5-star UGA signee. High School All-American. State champion out of American Heritage in South Florida. Nat Moore Award finalist. Son of an FSU All-American. The nation’s No. 24 overall prospect for 2022 on the 247Sports Composite ratings.
Jones has jaw-dropping God-given talent. It is no stretch to project him to leave UGA after three impressive years.
We will offer a different Marvin Jones Jr. story here than all of that.
It will involve karaoke.
And just a little bit about spearfishing.
And learning that two coaches at two different schools he was favoring were leaving for new jobs.
The terms “late bloomer” and “perseverance” matter here. His real-life experiences have taught him that things aren’t going to go his way. Those terms have instilled a work ethic and a desire to improve
They mean as much to why he will be a success as the way he bends, dips and rips after a first step so golden his fellow All-Americans envy it.
What makes his mother the proudest has nothing to do with athletic excellence, but mental toughness.

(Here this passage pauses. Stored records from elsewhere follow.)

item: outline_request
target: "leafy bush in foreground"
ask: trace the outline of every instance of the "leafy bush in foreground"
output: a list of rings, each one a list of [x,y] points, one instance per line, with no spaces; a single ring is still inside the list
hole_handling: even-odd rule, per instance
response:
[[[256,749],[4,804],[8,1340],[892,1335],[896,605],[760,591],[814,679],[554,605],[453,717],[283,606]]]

“The fact he didn’t start off as strong as people believed him to be,” his mother Alexsandra Jones said. “He evidently did finish up strong. But he not playing his eighth grade or ninth-grade years because of offense. He had people in front of him and was faced with having to wait in high school.”
Jones, the great pass rush prospect, was a receiver and a quarterback early in his career. This 5-star watched a lot of football games when he was in the eighth and ninth grade.
The nearly 6-foot-5 and 245-pounder didn’t start playing defense halfway through his high school career.
“Just having the patience to show up at practice every day and be there and just want to be a part of something,” she said. “You know eventually going on to defense and everything flourished for him. That’s what makes me the proudest about him. Him just sticking it out where maybe others might have thought to quit.”
“Perseverance” for Marvin Jones Jr.
Jones was a player when he was younger. He didn’t have to adjust to waiting his turn until high school.
“Perseverance” applied here to a young man whose father was just named to the College Football Hall of Fame. He won the Butkus and Lombardi Awards in 1992. “Shade Tree” was selected in the first round and played 10 seasons in the NFL.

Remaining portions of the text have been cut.